Scale-Up

 

Louise Diamond

President and Founder of Peace-Tech

Interviewed by Julian Portilla, 2003


This rough transcript provides a text alternative to audio. We apologize for occasional errors and unintelligible sections (which are marked with ???).

Q: In dialogue projects like that personal transformation is important, that seems to be the focus of the dialogue, but the difference between personal transformation and the social transformation that you are talking about, it seems like there are a lot of steps in between that.

A: A lot of that is serendipitous. You can't program it. There is not a formula that says if you do step A, B, C, D you will get this result. We couldn't predict who in our first 2, or 3, or 4 groups would step forward to carry this on ten years later. In some cases the people that did were not people who we would have anticipated at all. We couldn't anticipate the snowball effect with the other countries seeing the success of that work and saying well we want to sponsor some groups too. We couldn't predict the interface of all of that with the desire of Turkey and Cyprus to become part of the EU. When the Turkish Cypriot government applied for membership way back when, they did so in part thinking this will be a leverage, this will open the door to our getting a solution to the Cyprus problem, that hasn't actualized yet but it certainly set some things in motion that had a resonance with some of the peace building work that made it more viable that gave it an environment where it could flourish in a way that no one would have imagined. In part it is good luck, but in part it is also strategic, it was part of our goal in the beginning. It wasn't just our goal at IMTD going in, it was the goal of the first people that we worked with in a steering committee of Greek Cypriots and Turkish Cypriots.

Their stated goal was to be agents of change in their society. To not just get a workable agreement, but to change society so that it would be based on a new understanding of peace both on the island, in the region, and around the world. That was there goal, to be change agents and to create societal change. It was strategic in the sense that with that as our goal, we made an effort to contact the key players in the political arena, in the whole multi-track system. We tried to work with the business leaders, the government officials both in Greece and Turkey, the Greek Cypriot government, the Turkish Cypriot government, the media, the youth, and educators. We strategically said who are the leverage points that can change society.

Q: Where those leverage points based on the work that you and Ambassador McDonald had done on the various tracks, Track I through IX?

A: Loosely. We didn't sit down with that model and say, "Whom in each track should we contact," but we were aware. You don't have to be a rocket scientist to know that if you want to change society you have got to get to the teachers, the US government figured some of that out. They set the terms, though we had input, but they set the terms for who we worked with because they were paying for it. They said that you have to bring the media into it, we knew that but we didn't have to say it to them because they knew it. It is pretty easy to see what the media does to keep things going. At the same time it was both a strategic and a serendipitous multi-track peace building process that was actually owned by the people involved.

Q: It really sounds like a lot of different elements came together with the regional context, the mood of the people, the will of those initial participants to be agents of change, multipliers in a sense and to take risks.
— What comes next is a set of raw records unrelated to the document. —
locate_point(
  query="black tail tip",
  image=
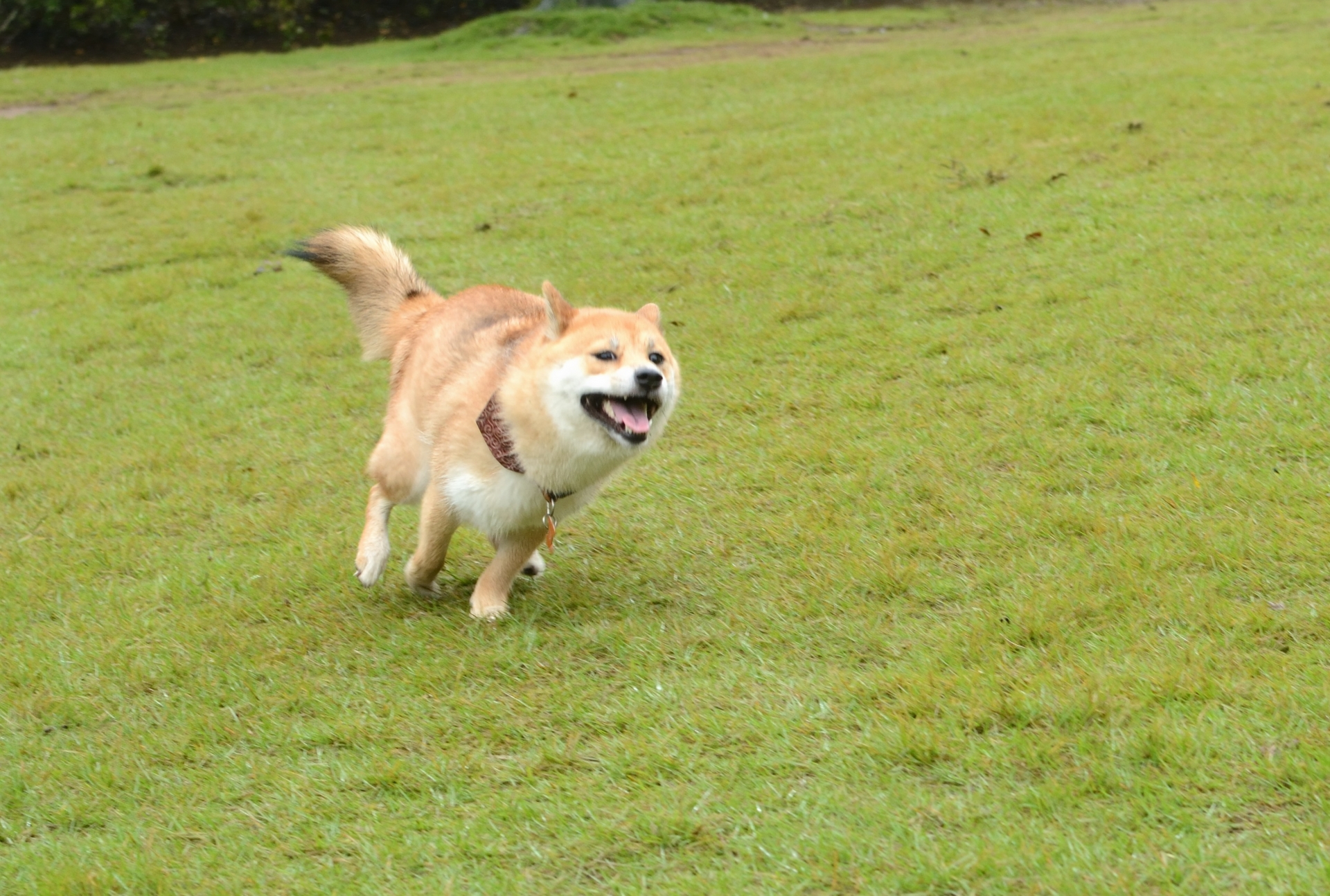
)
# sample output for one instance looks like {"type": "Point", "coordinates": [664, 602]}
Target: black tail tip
{"type": "Point", "coordinates": [303, 251]}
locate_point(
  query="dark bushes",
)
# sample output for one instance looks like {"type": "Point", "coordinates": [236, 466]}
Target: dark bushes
{"type": "Point", "coordinates": [66, 30]}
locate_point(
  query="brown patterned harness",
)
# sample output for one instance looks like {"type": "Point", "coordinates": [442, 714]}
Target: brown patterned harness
{"type": "Point", "coordinates": [499, 443]}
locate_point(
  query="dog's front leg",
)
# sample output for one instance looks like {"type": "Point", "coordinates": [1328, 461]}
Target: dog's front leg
{"type": "Point", "coordinates": [373, 552]}
{"type": "Point", "coordinates": [436, 528]}
{"type": "Point", "coordinates": [490, 600]}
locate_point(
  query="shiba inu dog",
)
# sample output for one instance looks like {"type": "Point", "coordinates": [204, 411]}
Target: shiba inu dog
{"type": "Point", "coordinates": [507, 411]}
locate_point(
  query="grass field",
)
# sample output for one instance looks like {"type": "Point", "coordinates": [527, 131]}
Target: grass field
{"type": "Point", "coordinates": [987, 552]}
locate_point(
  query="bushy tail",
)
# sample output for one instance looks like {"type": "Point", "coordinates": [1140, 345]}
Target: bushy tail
{"type": "Point", "coordinates": [375, 274]}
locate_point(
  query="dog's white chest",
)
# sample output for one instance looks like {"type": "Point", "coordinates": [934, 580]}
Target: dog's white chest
{"type": "Point", "coordinates": [506, 501]}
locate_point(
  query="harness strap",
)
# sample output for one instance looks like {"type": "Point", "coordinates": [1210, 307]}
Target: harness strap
{"type": "Point", "coordinates": [499, 443]}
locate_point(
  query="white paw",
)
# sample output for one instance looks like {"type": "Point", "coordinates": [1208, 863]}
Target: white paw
{"type": "Point", "coordinates": [370, 562]}
{"type": "Point", "coordinates": [490, 613]}
{"type": "Point", "coordinates": [535, 565]}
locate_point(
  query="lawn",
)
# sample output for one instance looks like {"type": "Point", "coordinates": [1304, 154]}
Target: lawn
{"type": "Point", "coordinates": [987, 552]}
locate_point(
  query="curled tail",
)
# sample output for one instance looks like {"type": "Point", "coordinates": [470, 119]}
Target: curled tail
{"type": "Point", "coordinates": [375, 274]}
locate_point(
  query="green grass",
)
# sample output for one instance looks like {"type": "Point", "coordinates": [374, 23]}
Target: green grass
{"type": "Point", "coordinates": [974, 563]}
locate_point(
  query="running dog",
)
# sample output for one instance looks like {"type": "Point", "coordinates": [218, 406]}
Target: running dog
{"type": "Point", "coordinates": [507, 411]}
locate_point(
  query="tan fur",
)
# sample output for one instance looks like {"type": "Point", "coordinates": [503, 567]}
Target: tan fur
{"type": "Point", "coordinates": [449, 357]}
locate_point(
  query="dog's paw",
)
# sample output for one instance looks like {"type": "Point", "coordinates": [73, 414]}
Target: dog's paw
{"type": "Point", "coordinates": [535, 565]}
{"type": "Point", "coordinates": [370, 560]}
{"type": "Point", "coordinates": [490, 613]}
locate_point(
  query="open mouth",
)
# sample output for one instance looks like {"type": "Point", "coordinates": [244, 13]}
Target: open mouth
{"type": "Point", "coordinates": [628, 416]}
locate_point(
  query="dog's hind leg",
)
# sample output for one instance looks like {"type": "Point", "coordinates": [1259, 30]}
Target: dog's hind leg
{"type": "Point", "coordinates": [490, 600]}
{"type": "Point", "coordinates": [373, 553]}
{"type": "Point", "coordinates": [436, 528]}
{"type": "Point", "coordinates": [400, 472]}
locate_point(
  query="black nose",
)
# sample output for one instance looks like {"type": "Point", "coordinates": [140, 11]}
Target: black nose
{"type": "Point", "coordinates": [648, 378]}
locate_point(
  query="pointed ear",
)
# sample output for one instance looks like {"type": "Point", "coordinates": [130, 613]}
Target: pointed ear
{"type": "Point", "coordinates": [652, 313]}
{"type": "Point", "coordinates": [560, 313]}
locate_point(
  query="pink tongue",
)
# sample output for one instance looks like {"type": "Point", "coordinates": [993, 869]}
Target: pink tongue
{"type": "Point", "coordinates": [633, 419]}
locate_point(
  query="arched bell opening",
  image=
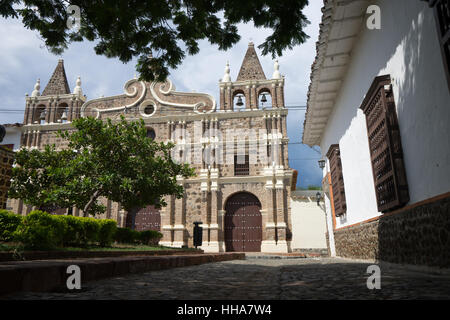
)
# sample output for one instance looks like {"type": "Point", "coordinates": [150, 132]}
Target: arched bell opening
{"type": "Point", "coordinates": [40, 114]}
{"type": "Point", "coordinates": [239, 101]}
{"type": "Point", "coordinates": [62, 113]}
{"type": "Point", "coordinates": [265, 99]}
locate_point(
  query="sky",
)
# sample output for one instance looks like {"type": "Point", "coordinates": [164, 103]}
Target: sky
{"type": "Point", "coordinates": [24, 59]}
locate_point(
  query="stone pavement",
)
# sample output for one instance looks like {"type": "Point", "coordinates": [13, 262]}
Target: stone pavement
{"type": "Point", "coordinates": [272, 279]}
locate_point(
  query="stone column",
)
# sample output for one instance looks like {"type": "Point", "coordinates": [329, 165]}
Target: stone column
{"type": "Point", "coordinates": [167, 222]}
{"type": "Point", "coordinates": [179, 221]}
{"type": "Point", "coordinates": [221, 229]}
{"type": "Point", "coordinates": [274, 95]}
{"type": "Point", "coordinates": [69, 116]}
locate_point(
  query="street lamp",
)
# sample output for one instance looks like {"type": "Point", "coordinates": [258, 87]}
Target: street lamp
{"type": "Point", "coordinates": [2, 132]}
{"type": "Point", "coordinates": [321, 164]}
{"type": "Point", "coordinates": [318, 197]}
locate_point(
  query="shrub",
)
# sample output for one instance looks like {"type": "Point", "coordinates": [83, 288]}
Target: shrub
{"type": "Point", "coordinates": [150, 237]}
{"type": "Point", "coordinates": [41, 230]}
{"type": "Point", "coordinates": [8, 224]}
{"type": "Point", "coordinates": [74, 234]}
{"type": "Point", "coordinates": [106, 232]}
{"type": "Point", "coordinates": [91, 228]}
{"type": "Point", "coordinates": [125, 235]}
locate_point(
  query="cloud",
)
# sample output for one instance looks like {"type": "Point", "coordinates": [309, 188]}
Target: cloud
{"type": "Point", "coordinates": [23, 60]}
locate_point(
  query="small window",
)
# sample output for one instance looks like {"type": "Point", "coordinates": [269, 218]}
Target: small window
{"type": "Point", "coordinates": [337, 180]}
{"type": "Point", "coordinates": [385, 146]}
{"type": "Point", "coordinates": [151, 133]}
{"type": "Point", "coordinates": [241, 165]}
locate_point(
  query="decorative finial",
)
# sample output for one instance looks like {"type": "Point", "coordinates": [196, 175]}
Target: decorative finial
{"type": "Point", "coordinates": [37, 87]}
{"type": "Point", "coordinates": [226, 76]}
{"type": "Point", "coordinates": [276, 73]}
{"type": "Point", "coordinates": [77, 90]}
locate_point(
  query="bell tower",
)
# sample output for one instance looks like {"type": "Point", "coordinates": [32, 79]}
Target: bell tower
{"type": "Point", "coordinates": [56, 104]}
{"type": "Point", "coordinates": [252, 86]}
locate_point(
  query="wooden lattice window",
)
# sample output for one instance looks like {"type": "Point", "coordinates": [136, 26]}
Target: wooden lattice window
{"type": "Point", "coordinates": [241, 165]}
{"type": "Point", "coordinates": [386, 153]}
{"type": "Point", "coordinates": [442, 16]}
{"type": "Point", "coordinates": [337, 180]}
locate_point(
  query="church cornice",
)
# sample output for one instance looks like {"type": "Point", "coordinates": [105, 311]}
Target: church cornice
{"type": "Point", "coordinates": [218, 114]}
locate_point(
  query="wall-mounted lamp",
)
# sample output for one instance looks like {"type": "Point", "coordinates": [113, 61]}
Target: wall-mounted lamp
{"type": "Point", "coordinates": [321, 164]}
{"type": "Point", "coordinates": [318, 197]}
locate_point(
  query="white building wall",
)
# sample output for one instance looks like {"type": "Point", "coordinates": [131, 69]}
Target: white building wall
{"type": "Point", "coordinates": [308, 225]}
{"type": "Point", "coordinates": [407, 48]}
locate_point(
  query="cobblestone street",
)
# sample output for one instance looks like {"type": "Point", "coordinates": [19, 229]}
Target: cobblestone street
{"type": "Point", "coordinates": [307, 278]}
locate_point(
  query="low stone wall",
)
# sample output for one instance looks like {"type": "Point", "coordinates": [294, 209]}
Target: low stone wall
{"type": "Point", "coordinates": [50, 275]}
{"type": "Point", "coordinates": [418, 234]}
{"type": "Point", "coordinates": [45, 255]}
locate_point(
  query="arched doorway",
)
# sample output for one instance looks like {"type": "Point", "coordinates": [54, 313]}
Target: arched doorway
{"type": "Point", "coordinates": [243, 223]}
{"type": "Point", "coordinates": [147, 218]}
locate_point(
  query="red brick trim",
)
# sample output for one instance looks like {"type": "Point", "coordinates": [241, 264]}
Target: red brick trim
{"type": "Point", "coordinates": [412, 206]}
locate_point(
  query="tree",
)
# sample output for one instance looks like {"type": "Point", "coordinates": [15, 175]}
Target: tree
{"type": "Point", "coordinates": [159, 32]}
{"type": "Point", "coordinates": [116, 161]}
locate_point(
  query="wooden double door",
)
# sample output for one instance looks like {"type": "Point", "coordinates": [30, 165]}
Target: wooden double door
{"type": "Point", "coordinates": [147, 218]}
{"type": "Point", "coordinates": [243, 223]}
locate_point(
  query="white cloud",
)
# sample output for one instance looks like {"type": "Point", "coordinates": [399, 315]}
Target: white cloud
{"type": "Point", "coordinates": [23, 60]}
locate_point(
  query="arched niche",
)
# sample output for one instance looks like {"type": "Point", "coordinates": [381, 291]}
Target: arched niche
{"type": "Point", "coordinates": [238, 98]}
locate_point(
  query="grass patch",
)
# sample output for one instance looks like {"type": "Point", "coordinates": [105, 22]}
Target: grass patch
{"type": "Point", "coordinates": [11, 246]}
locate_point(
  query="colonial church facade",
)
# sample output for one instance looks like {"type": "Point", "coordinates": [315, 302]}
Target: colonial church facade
{"type": "Point", "coordinates": [242, 186]}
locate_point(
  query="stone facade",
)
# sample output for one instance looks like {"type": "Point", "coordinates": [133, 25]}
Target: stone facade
{"type": "Point", "coordinates": [6, 162]}
{"type": "Point", "coordinates": [420, 234]}
{"type": "Point", "coordinates": [208, 137]}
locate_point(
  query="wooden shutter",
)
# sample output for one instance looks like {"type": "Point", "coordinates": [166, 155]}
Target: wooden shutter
{"type": "Point", "coordinates": [241, 169]}
{"type": "Point", "coordinates": [386, 153]}
{"type": "Point", "coordinates": [337, 180]}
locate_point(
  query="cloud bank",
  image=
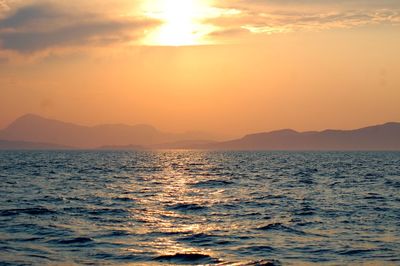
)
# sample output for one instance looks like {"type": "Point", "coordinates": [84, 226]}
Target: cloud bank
{"type": "Point", "coordinates": [43, 25]}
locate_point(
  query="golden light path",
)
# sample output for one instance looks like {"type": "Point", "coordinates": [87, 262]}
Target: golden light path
{"type": "Point", "coordinates": [183, 22]}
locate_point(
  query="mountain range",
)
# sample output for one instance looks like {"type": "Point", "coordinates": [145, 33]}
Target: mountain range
{"type": "Point", "coordinates": [34, 128]}
{"type": "Point", "coordinates": [35, 132]}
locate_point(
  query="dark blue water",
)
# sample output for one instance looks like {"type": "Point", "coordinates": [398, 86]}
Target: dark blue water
{"type": "Point", "coordinates": [189, 207]}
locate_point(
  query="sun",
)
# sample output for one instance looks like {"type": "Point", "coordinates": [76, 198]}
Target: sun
{"type": "Point", "coordinates": [182, 22]}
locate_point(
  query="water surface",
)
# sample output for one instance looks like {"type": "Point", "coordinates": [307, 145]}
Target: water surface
{"type": "Point", "coordinates": [192, 207]}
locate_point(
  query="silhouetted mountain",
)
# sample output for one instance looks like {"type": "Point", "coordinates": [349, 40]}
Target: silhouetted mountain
{"type": "Point", "coordinates": [121, 148]}
{"type": "Point", "coordinates": [34, 128]}
{"type": "Point", "coordinates": [23, 145]}
{"type": "Point", "coordinates": [381, 137]}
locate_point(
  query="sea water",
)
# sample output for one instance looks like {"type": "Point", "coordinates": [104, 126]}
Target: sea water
{"type": "Point", "coordinates": [199, 207]}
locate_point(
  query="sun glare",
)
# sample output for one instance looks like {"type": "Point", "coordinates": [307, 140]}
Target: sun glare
{"type": "Point", "coordinates": [182, 22]}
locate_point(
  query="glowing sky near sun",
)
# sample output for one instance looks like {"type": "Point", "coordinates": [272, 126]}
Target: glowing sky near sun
{"type": "Point", "coordinates": [225, 66]}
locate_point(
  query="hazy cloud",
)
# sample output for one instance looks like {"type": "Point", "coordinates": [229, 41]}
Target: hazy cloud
{"type": "Point", "coordinates": [42, 25]}
{"type": "Point", "coordinates": [274, 16]}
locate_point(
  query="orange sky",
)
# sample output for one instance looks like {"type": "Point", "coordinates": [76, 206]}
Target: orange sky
{"type": "Point", "coordinates": [252, 66]}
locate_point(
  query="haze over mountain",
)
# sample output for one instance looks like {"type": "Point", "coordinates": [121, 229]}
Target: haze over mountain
{"type": "Point", "coordinates": [34, 131]}
{"type": "Point", "coordinates": [24, 145]}
{"type": "Point", "coordinates": [34, 128]}
{"type": "Point", "coordinates": [380, 137]}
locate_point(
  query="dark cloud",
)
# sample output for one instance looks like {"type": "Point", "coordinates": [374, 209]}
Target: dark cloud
{"type": "Point", "coordinates": [38, 27]}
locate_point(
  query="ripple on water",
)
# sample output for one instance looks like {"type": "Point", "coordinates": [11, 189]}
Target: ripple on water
{"type": "Point", "coordinates": [199, 208]}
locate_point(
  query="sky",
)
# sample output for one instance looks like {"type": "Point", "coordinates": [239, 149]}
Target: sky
{"type": "Point", "coordinates": [227, 67]}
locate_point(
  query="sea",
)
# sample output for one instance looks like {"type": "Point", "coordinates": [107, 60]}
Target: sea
{"type": "Point", "coordinates": [199, 208]}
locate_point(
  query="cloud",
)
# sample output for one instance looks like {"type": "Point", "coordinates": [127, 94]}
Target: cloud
{"type": "Point", "coordinates": [276, 16]}
{"type": "Point", "coordinates": [42, 26]}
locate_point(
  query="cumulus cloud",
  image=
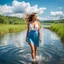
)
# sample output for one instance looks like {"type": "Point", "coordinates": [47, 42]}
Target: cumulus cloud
{"type": "Point", "coordinates": [20, 8]}
{"type": "Point", "coordinates": [42, 18]}
{"type": "Point", "coordinates": [60, 7]}
{"type": "Point", "coordinates": [57, 15]}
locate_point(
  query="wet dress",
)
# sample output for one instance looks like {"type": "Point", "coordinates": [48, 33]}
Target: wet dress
{"type": "Point", "coordinates": [33, 35]}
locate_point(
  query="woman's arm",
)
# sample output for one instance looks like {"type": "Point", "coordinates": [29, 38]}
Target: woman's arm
{"type": "Point", "coordinates": [27, 30]}
{"type": "Point", "coordinates": [40, 34]}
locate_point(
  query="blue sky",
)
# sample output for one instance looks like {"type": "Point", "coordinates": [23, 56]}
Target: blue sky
{"type": "Point", "coordinates": [54, 8]}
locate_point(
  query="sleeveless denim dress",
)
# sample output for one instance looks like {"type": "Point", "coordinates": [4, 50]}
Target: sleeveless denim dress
{"type": "Point", "coordinates": [33, 35]}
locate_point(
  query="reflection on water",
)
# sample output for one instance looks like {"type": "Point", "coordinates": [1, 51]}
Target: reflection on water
{"type": "Point", "coordinates": [15, 50]}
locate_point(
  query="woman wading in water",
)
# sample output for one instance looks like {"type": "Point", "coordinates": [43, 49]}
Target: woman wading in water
{"type": "Point", "coordinates": [33, 35]}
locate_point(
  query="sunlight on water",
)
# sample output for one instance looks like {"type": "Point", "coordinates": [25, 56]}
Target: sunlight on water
{"type": "Point", "coordinates": [15, 50]}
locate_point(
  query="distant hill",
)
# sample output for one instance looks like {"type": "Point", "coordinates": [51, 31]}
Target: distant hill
{"type": "Point", "coordinates": [11, 20]}
{"type": "Point", "coordinates": [53, 21]}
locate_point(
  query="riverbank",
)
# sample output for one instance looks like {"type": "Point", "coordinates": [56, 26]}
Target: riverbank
{"type": "Point", "coordinates": [58, 28]}
{"type": "Point", "coordinates": [8, 28]}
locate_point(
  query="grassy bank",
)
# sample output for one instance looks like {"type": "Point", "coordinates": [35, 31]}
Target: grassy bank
{"type": "Point", "coordinates": [59, 29]}
{"type": "Point", "coordinates": [6, 28]}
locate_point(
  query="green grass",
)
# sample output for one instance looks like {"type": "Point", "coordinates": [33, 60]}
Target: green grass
{"type": "Point", "coordinates": [59, 29]}
{"type": "Point", "coordinates": [8, 28]}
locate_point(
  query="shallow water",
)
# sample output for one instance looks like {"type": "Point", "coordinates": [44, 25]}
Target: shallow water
{"type": "Point", "coordinates": [15, 50]}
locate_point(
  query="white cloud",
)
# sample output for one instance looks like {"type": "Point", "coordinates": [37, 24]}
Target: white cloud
{"type": "Point", "coordinates": [5, 9]}
{"type": "Point", "coordinates": [42, 18]}
{"type": "Point", "coordinates": [57, 15]}
{"type": "Point", "coordinates": [60, 7]}
{"type": "Point", "coordinates": [19, 8]}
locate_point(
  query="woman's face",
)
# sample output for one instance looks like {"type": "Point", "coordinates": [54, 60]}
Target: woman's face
{"type": "Point", "coordinates": [35, 17]}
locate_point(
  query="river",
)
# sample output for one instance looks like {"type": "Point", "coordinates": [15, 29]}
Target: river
{"type": "Point", "coordinates": [15, 50]}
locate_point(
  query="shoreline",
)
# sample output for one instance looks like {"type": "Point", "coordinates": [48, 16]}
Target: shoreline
{"type": "Point", "coordinates": [10, 28]}
{"type": "Point", "coordinates": [58, 30]}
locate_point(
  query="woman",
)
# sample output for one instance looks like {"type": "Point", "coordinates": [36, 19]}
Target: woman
{"type": "Point", "coordinates": [33, 36]}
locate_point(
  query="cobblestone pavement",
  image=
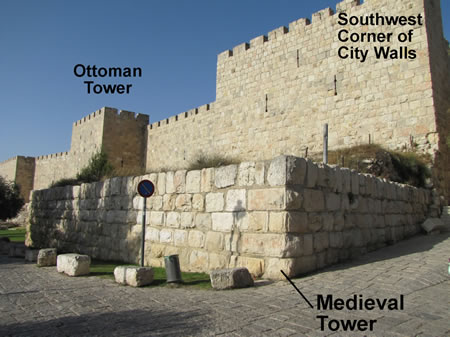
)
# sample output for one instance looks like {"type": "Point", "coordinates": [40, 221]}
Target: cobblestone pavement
{"type": "Point", "coordinates": [40, 302]}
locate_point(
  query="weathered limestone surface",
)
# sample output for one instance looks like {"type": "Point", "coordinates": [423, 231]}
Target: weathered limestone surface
{"type": "Point", "coordinates": [46, 257]}
{"type": "Point", "coordinates": [16, 249]}
{"type": "Point", "coordinates": [231, 278]}
{"type": "Point", "coordinates": [297, 216]}
{"type": "Point", "coordinates": [134, 276]}
{"type": "Point", "coordinates": [31, 255]}
{"type": "Point", "coordinates": [73, 264]}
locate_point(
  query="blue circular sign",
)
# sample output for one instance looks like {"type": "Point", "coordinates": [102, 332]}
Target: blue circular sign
{"type": "Point", "coordinates": [146, 188]}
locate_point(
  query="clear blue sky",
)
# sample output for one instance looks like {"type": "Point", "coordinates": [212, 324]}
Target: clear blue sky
{"type": "Point", "coordinates": [175, 43]}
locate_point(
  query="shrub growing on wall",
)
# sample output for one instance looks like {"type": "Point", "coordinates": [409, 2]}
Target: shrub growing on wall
{"type": "Point", "coordinates": [97, 169]}
{"type": "Point", "coordinates": [10, 200]}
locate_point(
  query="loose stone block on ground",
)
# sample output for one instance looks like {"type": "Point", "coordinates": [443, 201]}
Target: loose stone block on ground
{"type": "Point", "coordinates": [134, 276]}
{"type": "Point", "coordinates": [46, 257]}
{"type": "Point", "coordinates": [231, 278]}
{"type": "Point", "coordinates": [73, 264]}
{"type": "Point", "coordinates": [31, 255]}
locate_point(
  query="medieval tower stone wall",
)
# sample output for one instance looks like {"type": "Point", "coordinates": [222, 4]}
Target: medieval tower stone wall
{"type": "Point", "coordinates": [275, 92]}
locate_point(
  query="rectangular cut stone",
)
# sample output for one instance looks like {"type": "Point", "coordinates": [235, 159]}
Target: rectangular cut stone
{"type": "Point", "coordinates": [193, 181]}
{"type": "Point", "coordinates": [313, 200]}
{"type": "Point", "coordinates": [73, 264]}
{"type": "Point", "coordinates": [31, 255]}
{"type": "Point", "coordinates": [214, 202]}
{"type": "Point", "coordinates": [161, 184]}
{"type": "Point", "coordinates": [231, 278]}
{"type": "Point", "coordinates": [236, 200]}
{"type": "Point", "coordinates": [246, 175]}
{"type": "Point", "coordinates": [156, 218]}
{"type": "Point", "coordinates": [203, 221]}
{"type": "Point", "coordinates": [179, 181]}
{"type": "Point", "coordinates": [258, 222]}
{"type": "Point", "coordinates": [222, 222]}
{"type": "Point", "coordinates": [276, 176]}
{"type": "Point", "coordinates": [214, 241]}
{"type": "Point", "coordinates": [263, 244]}
{"type": "Point", "coordinates": [207, 179]}
{"type": "Point", "coordinates": [173, 219]}
{"type": "Point", "coordinates": [198, 202]}
{"type": "Point", "coordinates": [225, 176]}
{"type": "Point", "coordinates": [183, 202]}
{"type": "Point", "coordinates": [46, 257]}
{"type": "Point", "coordinates": [196, 239]}
{"type": "Point", "coordinates": [170, 187]}
{"type": "Point", "coordinates": [266, 199]}
{"type": "Point", "coordinates": [165, 236]}
{"type": "Point", "coordinates": [180, 237]}
{"type": "Point", "coordinates": [134, 276]}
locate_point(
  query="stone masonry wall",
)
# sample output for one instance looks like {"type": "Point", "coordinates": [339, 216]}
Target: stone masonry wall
{"type": "Point", "coordinates": [20, 170]}
{"type": "Point", "coordinates": [288, 213]}
{"type": "Point", "coordinates": [275, 93]}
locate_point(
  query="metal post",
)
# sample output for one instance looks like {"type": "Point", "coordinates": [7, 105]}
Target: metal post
{"type": "Point", "coordinates": [325, 143]}
{"type": "Point", "coordinates": [143, 232]}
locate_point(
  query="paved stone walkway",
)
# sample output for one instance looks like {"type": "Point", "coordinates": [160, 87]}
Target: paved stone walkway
{"type": "Point", "coordinates": [40, 302]}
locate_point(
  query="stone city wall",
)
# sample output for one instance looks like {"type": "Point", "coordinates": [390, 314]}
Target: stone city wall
{"type": "Point", "coordinates": [288, 213]}
{"type": "Point", "coordinates": [275, 92]}
{"type": "Point", "coordinates": [19, 169]}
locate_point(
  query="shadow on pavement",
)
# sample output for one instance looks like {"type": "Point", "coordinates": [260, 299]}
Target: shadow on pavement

The initial negative attention of the media turned out to be the big positive.

A: The best thing that ever happened. Without that kind of attention I don't know if it would have gotten as big a play as it ultimately did which brought people in.

Q: I noticed in the Cyprus group you mentioned the daughter of the president on one side and the son of the president on the other side. Is that the level of people that is most beneficial to go after or try to get to participate in the situation, like a dialogue?

A: Well again it depends on what your goal is. If your long-term goal is to secure a formal political agreement then you need to be talking with people who have great influence in that arena, or as has happened in the Israeli-Palestinian context you need to be convening on going dialogue with people who may not have the highest political influence but they have credibility, intellectuals, political scientists, and academics. If they write a report the cabinet is going to read it--if that is your goal. If your goal is to build a citizen peace building movement then you need to contact people from all walks of life. If your goal is to create a climate of acceptance and tolerance you want people who don't have very high position because it is hard for them to act in their individual capacity. It can really work against you.

For instance, again using Cyprus as an example, we had in our original group a gentleman who was very highly placed informally, he didn't have formal role in the government at that time, he was a business man, but he was very close with the leaders of the regime and had a lot of influence. He was asked to become the right hand man and senior advisor to president of the Turkish Cypriot government. To this day I am convinced that he was asked to do that as a way of co-opting the growing conflict resolution movement. He was a very early active, and positive presence. He was very influential in helping people to get permissions to go back and forth to meet on the green line, he lent his credibility to the movement and then he started working for the president, for this movement was not held in high esteem by that ruling group. He became very negative to that and put a lot of barriers and obstacles in its way. He became one of the biggest challenges to the work.

Q: That is a terribly sad re-conversion.

A: It was. I could tell you very moving stories with him before he made that shift that were extremely powerful. Whatever was going on politically he made the shift. Just because you have people at that level doesn't mean that they are going to work the way you hope they will. On the other hand, the daughter of the president on the Greek Cypriot side became such a verbal champion for the work that she has been able to exert tremendous influence. Her father's political party is not a peace party by any means, and here is the daughter of the president who was a member of parliament in her own right. She was saying, "This is what we need in a peace agreement, and we need to be talking to these people. This is what I learned from them." She stood up for them. She is the one that went in front of the cameras first because she had the credibility, she is the one that everyone stood beside and behind, she led that movement to get it out in the public air waves. What are you going to do, fire the daughter of the president? She has been successful in setting up a bureau in the parliament in her political party, for Reproshman???. This is unheard of. It is counter-intuitive, it just doesn't happen there, but she has been able to do it.